The work opens the door to the possibility of regulating cell development during vaccination.
SPAIN – Spanish researchers have identified a protein of the immune cells of living organisms that regulates its response to infectious agents such as the cause of the flu.
The research, conducted by experts from the Basque center CIC bioGUNE in collaboration with the University of Vermont and published in the journal Immunity, describes the role of mitochondrial protein metabolism MCJ in CD8 immune cells.
CD8 cells are responsible for killing viruses and tumors, according to a statement by CIC bioGUNE.
In the study, the researchers described how mitochondrial protein MCJ regulates metabolism of CD8 cells during different phases of their response when confronted with infections: both the activation and the generation of memory once the infectious agent has disappeared.
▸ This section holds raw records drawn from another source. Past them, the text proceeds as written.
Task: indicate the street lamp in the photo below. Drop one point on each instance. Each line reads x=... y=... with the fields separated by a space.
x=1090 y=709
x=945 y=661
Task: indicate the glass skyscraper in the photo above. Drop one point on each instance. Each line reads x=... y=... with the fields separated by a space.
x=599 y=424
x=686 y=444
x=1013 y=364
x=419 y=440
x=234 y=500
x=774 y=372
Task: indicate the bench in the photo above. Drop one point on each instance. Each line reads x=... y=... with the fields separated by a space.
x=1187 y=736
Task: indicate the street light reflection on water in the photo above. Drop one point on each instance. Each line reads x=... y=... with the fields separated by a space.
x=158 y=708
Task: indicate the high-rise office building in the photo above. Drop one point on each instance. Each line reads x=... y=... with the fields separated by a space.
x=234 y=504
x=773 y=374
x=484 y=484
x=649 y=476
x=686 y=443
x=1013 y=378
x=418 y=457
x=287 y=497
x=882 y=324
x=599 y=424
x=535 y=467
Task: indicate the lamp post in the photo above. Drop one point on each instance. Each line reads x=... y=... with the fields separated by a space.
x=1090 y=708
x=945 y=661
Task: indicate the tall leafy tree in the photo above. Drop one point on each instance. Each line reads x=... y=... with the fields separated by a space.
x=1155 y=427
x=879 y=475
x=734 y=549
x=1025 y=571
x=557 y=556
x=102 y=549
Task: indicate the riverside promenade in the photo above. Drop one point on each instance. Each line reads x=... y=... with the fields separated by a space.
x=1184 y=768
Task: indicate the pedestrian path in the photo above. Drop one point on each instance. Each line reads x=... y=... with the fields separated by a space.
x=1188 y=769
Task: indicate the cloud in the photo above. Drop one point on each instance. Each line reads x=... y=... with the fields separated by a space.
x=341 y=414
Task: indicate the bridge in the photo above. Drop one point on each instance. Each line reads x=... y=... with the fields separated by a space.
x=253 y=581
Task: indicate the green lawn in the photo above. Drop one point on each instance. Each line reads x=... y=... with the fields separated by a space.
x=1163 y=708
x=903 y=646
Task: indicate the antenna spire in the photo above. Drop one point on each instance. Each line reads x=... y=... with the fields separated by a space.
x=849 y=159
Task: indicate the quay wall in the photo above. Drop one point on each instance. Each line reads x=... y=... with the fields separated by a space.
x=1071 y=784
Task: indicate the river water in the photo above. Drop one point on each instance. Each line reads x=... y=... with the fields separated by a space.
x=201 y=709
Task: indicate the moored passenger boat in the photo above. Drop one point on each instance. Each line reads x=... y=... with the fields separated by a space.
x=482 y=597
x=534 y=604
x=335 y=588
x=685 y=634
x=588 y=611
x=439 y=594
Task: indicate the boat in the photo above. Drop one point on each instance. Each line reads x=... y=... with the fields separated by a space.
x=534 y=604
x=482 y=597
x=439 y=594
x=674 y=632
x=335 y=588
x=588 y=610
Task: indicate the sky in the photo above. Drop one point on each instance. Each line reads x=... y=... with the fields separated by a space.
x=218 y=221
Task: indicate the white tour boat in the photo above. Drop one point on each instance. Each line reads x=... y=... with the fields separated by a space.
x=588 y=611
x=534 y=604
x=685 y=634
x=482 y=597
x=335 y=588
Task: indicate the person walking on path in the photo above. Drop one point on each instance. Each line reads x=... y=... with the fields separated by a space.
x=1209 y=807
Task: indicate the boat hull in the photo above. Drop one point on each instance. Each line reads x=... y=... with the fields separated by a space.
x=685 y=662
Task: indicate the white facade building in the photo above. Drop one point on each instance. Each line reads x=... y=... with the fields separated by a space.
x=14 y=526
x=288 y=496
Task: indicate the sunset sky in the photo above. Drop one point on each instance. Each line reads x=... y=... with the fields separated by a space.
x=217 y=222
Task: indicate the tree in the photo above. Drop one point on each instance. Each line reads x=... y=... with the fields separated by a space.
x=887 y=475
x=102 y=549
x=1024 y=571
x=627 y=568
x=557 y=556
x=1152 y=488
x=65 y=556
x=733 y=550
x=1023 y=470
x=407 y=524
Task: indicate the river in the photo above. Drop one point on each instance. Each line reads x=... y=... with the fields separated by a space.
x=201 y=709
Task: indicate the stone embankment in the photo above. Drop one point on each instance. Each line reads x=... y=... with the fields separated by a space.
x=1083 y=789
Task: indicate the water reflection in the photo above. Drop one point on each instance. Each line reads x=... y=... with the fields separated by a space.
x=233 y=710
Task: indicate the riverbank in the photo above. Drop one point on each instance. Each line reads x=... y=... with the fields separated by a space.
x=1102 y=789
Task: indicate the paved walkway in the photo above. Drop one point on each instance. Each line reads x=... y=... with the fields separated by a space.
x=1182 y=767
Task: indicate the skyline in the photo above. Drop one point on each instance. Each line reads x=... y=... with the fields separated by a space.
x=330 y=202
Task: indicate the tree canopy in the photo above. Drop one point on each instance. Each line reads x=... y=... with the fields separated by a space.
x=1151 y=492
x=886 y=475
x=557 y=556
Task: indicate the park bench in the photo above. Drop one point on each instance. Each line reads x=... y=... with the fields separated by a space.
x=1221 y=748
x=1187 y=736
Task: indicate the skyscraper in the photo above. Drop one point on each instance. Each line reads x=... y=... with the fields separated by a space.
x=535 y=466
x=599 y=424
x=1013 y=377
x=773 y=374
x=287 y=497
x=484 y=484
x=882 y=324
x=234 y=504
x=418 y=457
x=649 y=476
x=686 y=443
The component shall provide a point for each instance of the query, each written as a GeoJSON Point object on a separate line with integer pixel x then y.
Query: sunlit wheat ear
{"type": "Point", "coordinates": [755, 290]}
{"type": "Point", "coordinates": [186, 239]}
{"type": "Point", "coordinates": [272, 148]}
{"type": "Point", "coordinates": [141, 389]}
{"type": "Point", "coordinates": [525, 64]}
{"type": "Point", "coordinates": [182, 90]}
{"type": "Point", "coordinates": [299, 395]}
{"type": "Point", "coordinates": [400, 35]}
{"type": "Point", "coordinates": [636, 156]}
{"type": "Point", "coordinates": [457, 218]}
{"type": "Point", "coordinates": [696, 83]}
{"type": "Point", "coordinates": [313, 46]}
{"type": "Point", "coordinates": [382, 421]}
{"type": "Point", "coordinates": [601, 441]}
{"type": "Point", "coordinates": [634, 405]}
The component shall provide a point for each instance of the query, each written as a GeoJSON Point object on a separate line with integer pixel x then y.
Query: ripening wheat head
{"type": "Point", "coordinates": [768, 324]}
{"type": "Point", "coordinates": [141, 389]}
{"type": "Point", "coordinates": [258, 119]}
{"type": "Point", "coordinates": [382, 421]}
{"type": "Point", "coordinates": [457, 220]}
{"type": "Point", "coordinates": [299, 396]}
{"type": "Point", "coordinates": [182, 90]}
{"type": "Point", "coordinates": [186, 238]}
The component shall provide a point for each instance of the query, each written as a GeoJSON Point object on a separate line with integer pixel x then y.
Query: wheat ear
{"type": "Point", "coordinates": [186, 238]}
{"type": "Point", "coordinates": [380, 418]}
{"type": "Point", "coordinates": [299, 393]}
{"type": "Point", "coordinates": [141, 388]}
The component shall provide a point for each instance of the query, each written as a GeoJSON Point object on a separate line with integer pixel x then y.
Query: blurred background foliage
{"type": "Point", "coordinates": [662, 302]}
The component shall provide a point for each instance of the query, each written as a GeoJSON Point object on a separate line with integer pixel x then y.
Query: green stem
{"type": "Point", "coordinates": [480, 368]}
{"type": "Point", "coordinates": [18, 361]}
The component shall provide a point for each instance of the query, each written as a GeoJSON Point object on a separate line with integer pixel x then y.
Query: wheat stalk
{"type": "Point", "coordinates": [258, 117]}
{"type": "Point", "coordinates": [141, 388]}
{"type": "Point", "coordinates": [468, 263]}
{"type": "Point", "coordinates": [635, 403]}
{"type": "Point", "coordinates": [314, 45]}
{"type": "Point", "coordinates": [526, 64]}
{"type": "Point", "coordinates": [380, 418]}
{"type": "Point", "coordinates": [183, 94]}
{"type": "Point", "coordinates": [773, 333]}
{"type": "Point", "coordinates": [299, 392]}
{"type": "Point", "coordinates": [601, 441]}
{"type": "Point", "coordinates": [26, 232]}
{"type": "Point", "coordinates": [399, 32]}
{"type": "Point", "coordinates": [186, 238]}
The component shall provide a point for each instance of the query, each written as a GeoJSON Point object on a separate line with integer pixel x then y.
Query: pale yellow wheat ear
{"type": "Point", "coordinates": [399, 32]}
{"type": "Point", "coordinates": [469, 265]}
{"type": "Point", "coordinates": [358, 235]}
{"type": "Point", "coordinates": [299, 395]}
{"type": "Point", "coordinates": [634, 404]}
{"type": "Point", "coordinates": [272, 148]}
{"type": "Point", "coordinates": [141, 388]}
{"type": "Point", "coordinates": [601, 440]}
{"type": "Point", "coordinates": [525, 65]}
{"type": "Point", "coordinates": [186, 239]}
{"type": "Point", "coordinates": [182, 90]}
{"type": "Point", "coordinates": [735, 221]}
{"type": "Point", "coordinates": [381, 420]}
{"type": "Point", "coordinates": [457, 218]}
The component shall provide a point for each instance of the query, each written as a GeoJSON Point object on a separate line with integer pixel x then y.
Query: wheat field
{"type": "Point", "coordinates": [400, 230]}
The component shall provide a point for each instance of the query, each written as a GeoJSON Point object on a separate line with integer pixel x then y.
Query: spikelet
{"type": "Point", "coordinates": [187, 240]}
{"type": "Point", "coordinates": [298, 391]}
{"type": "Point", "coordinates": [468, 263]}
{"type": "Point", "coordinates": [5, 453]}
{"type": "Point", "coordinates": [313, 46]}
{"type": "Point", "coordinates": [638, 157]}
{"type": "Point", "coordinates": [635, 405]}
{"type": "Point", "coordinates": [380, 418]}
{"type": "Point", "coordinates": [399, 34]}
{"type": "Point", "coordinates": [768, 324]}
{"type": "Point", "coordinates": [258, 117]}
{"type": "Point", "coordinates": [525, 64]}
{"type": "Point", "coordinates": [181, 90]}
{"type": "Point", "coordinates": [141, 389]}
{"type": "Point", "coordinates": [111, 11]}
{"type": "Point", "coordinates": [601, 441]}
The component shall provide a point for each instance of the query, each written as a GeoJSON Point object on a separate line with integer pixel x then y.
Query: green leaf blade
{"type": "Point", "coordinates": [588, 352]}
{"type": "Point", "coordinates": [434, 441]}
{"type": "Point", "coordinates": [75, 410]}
The work shows that there are many more memory cells when this protein appears.
Memory cells that survive once the infectious agent has disappeared are able to respond more quickly if the disease reappears as they “remember” the virus and have immediate availability to respond to aggression.
The work also opens the door to the possibility of regulating the development of these cells during vaccination, said the authors.
Controlling the amount of the protein in MCJ cells could therefore improve “theoretically” the efficiency of memory cells and thus the efficiency of vaccines that activate these cells.
The metabolism and its regulation are key in controlling cell activity. From this research, CIC bioGUNE has established a strategic partnership with the company Mitotherapeutix (USA) in order to establish metabolic control through the MCJ protein therapies.
“The goal is to develop tools for controlling the activity of MCJ that will accelerate or slow down the cell metabolism, depending on the specific needs of the condition for which you want to face and which may involve immune cells or other cell types involved in cancers or infectious diseases,” said Juan Anguita, director of the study at CIC bioGUNE.